Firstly, being overly blindly confident and not respecting the market. When I avoided the 1011 Black Swan event, I was actually in position, and I was long, but I was trading BTC and ETH with a leverage of <2 times, and even after I bottomed out in my spot account, I added some positions in this account's contract as well, pulling my average price extremely low.

I thought... it was just my assumption... I thought this time would be the same because every support level and resistance level has failed... and it is in a large cycle (as we all know, the larger the cycle level, the more effective the support and resistance levels are)

  • My trades: Bollinger: Over-sold! The 'bat' and 'head and shoulders' patterns have emerged! MA200 has broken down; the major cycle support and resistance swap position has arrived! I have detected smart money with a 100% win rate going long, consistent with my directional judgment!

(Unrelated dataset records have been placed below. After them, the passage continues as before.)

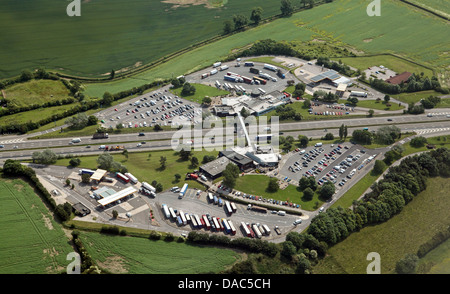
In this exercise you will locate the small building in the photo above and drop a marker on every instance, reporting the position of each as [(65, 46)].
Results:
[(117, 196), (243, 162), (214, 169), (98, 175), (80, 210)]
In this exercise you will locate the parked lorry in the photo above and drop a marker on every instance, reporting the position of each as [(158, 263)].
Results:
[(280, 74), (358, 94), (270, 67), (257, 208), (183, 191), (165, 209), (100, 136), (245, 229), (277, 230)]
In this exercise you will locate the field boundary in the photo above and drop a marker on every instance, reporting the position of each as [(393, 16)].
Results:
[(426, 9), (393, 55), (170, 56)]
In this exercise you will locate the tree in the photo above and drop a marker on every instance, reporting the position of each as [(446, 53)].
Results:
[(230, 174), (328, 136), (418, 142), (92, 120), (341, 132), (194, 161), (256, 15), (288, 250), (177, 177), (387, 135), (240, 21), (303, 140), (105, 161), (45, 157), (353, 100), (286, 8), (379, 167), (78, 121), (273, 186), (362, 137), (308, 194), (407, 265), (85, 178), (206, 100), (188, 89), (185, 154), (327, 190), (108, 98)]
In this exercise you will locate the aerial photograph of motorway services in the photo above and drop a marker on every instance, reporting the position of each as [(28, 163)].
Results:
[(179, 138)]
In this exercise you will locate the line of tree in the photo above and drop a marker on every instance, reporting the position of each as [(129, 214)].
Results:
[(387, 197), (337, 66), (415, 83)]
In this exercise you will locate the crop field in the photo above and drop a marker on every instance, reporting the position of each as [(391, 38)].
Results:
[(36, 92), (341, 22), (200, 92), (404, 233), (397, 64), (109, 34), (441, 7), (143, 256), (31, 241)]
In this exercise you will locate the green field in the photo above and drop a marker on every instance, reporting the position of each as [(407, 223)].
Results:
[(36, 92), (437, 261), (143, 256), (201, 91), (31, 241), (125, 34), (328, 22), (147, 168), (394, 63), (404, 233), (441, 7)]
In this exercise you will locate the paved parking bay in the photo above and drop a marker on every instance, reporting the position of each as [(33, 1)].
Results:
[(323, 162), (157, 107)]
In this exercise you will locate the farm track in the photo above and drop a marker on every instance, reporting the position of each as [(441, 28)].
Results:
[(43, 239)]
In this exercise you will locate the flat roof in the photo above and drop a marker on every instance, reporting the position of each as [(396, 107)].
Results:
[(98, 174), (117, 196), (216, 166), (342, 87), (331, 75)]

  • Multiple indicators are urging me to increase my position, I strictly adhere to my rules, my average purchase price after adding to my position will always be controlled within 200 of the current price. Even if I only need one oversold rebound, I will exit at breakeven; not losing is considered a profit. Currently, my cost price is fixed at 3600, and I will not add to my position until Bitcoin has not broken 98000 and Ethereum has not broken 2800. Now I can only wait for the trend market, waiting for a direction after consolidation.

  • (PS: The scholarship only has the 'award' left, the 'money' has been handed over to Crypto.)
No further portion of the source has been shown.